La supplique désespérée dans la voix du détective n'échappa pas Kamski qui, en retour, se fendit d'un petit sourire suffisant.
« Vous tenez à lui, n'est ce pas ? »
« Évidemment. Quelle question ! »
« Pourquoi ? »
« Comment ça pourquoi ? » Gronda le policier en se crispant un peu plus. « Parce qu'il est important pour moi ! Je n'ai pas à me justifier. »
« C'est vraiment fascinant... » S'exclama le concepteur après avoir analysé la sincérité du policier. « Je ne me suis pas trompé à votre sujet, lieutenant. Vous étiez vraiment parfait pour lui. J'ai bien fait de vous choisir. »

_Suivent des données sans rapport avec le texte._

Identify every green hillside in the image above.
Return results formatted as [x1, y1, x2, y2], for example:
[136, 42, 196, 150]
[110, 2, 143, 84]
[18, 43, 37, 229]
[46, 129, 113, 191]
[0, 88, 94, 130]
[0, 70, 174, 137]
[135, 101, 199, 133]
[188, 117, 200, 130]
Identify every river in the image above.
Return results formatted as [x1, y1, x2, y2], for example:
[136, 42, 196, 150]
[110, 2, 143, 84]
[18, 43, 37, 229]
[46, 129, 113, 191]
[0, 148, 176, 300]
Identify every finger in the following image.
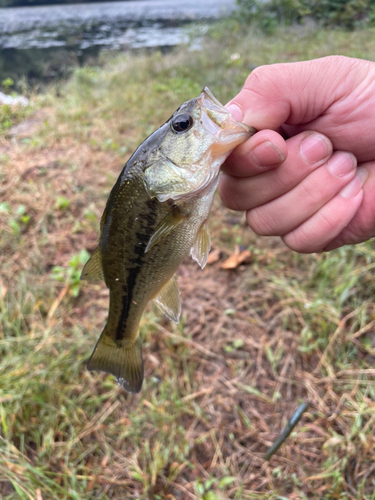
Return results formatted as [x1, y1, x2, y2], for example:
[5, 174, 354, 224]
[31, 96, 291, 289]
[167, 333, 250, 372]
[324, 162, 375, 251]
[219, 132, 332, 210]
[282, 167, 363, 253]
[222, 130, 288, 177]
[246, 152, 357, 236]
[227, 56, 369, 131]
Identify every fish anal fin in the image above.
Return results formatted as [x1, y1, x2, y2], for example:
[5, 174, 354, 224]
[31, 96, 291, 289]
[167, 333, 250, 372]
[145, 207, 185, 253]
[80, 246, 104, 280]
[153, 274, 181, 323]
[190, 221, 211, 269]
[87, 329, 143, 393]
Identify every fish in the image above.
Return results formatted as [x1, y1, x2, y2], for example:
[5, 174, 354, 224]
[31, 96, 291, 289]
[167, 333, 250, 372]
[81, 87, 256, 393]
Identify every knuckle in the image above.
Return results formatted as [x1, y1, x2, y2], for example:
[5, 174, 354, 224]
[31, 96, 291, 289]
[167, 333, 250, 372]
[246, 208, 277, 236]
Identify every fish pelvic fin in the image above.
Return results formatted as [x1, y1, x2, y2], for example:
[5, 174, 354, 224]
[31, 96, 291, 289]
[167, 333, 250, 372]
[145, 207, 185, 253]
[152, 274, 181, 323]
[190, 221, 211, 269]
[87, 327, 143, 393]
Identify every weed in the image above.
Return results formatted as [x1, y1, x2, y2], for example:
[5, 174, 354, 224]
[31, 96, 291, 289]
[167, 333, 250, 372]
[0, 20, 375, 500]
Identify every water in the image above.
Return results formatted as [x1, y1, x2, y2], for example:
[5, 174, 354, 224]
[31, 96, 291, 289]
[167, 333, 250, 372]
[0, 0, 235, 82]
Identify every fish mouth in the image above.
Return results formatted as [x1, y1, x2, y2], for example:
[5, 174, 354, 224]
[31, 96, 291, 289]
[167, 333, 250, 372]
[198, 87, 256, 156]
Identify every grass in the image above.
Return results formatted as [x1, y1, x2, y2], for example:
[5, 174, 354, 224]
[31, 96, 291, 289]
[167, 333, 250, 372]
[0, 24, 375, 500]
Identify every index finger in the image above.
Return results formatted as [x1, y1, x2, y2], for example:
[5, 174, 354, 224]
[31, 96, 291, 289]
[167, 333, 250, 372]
[222, 130, 288, 177]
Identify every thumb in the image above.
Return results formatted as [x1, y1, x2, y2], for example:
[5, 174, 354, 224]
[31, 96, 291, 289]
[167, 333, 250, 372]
[227, 56, 367, 130]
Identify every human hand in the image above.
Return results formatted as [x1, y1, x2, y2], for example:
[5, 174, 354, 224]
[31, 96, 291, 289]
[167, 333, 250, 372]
[219, 56, 375, 253]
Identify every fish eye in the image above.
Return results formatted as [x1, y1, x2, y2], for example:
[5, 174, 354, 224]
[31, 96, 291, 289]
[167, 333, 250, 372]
[171, 113, 194, 134]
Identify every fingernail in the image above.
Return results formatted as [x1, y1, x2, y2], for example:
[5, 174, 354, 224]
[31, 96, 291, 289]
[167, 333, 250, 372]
[225, 104, 243, 122]
[251, 141, 285, 166]
[301, 134, 330, 163]
[327, 153, 357, 177]
[340, 167, 368, 198]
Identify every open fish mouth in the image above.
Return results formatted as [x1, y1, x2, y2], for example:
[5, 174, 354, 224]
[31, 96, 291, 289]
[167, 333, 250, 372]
[198, 87, 256, 155]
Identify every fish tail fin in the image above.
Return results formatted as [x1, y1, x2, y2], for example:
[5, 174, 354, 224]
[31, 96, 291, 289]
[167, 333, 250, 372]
[87, 326, 143, 393]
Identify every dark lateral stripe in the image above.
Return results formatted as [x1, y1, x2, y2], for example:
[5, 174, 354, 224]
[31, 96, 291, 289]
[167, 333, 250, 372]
[116, 200, 159, 340]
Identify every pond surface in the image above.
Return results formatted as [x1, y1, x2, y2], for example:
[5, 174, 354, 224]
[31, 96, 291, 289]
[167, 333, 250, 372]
[0, 0, 235, 83]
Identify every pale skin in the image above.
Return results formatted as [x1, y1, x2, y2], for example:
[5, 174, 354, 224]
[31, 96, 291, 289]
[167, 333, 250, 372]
[219, 56, 375, 253]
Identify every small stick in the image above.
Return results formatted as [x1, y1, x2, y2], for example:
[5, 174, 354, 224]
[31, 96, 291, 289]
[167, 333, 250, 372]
[264, 403, 309, 460]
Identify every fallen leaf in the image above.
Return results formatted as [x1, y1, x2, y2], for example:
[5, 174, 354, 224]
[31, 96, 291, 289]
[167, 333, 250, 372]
[207, 248, 221, 264]
[221, 245, 251, 269]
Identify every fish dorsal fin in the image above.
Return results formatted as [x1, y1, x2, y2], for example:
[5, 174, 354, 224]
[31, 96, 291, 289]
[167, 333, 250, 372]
[190, 221, 211, 269]
[145, 207, 185, 253]
[153, 274, 181, 323]
[80, 246, 104, 280]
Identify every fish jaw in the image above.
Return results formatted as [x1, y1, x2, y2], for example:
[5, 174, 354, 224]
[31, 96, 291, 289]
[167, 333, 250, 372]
[144, 87, 256, 203]
[198, 87, 256, 155]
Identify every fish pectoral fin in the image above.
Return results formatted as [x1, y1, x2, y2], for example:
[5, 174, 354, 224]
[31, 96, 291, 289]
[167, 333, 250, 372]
[152, 274, 181, 323]
[190, 221, 211, 269]
[87, 329, 143, 393]
[80, 246, 104, 280]
[145, 207, 185, 253]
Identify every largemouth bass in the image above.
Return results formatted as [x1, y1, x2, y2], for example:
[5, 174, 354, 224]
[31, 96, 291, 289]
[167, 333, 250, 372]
[81, 88, 255, 392]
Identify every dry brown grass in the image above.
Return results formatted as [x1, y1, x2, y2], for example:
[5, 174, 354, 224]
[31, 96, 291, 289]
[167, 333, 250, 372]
[0, 25, 375, 500]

« Me choisir ? » Répéta Hank en plissant son front d'incompréhension. « Bordel Kamski. Mais c'est quoi cette histoire ? »
Le génie commença à remuer son verre de whisky, agitant doucement les deux glaçons l'un contre l'autre dans le liquide ambré, comme s'il était en pleine réflexion.
« Êtes vous vraiment certain de vouloir la connaître, lieutenant ? Elle risque de ne pas vous plaire. »
« Ça suffit ! Arrêtez de jouer avec moi. » Gronda le détective en serrant maintenant nerveusement ses mains en poings. « Si vous avez quelque chose à me dire... »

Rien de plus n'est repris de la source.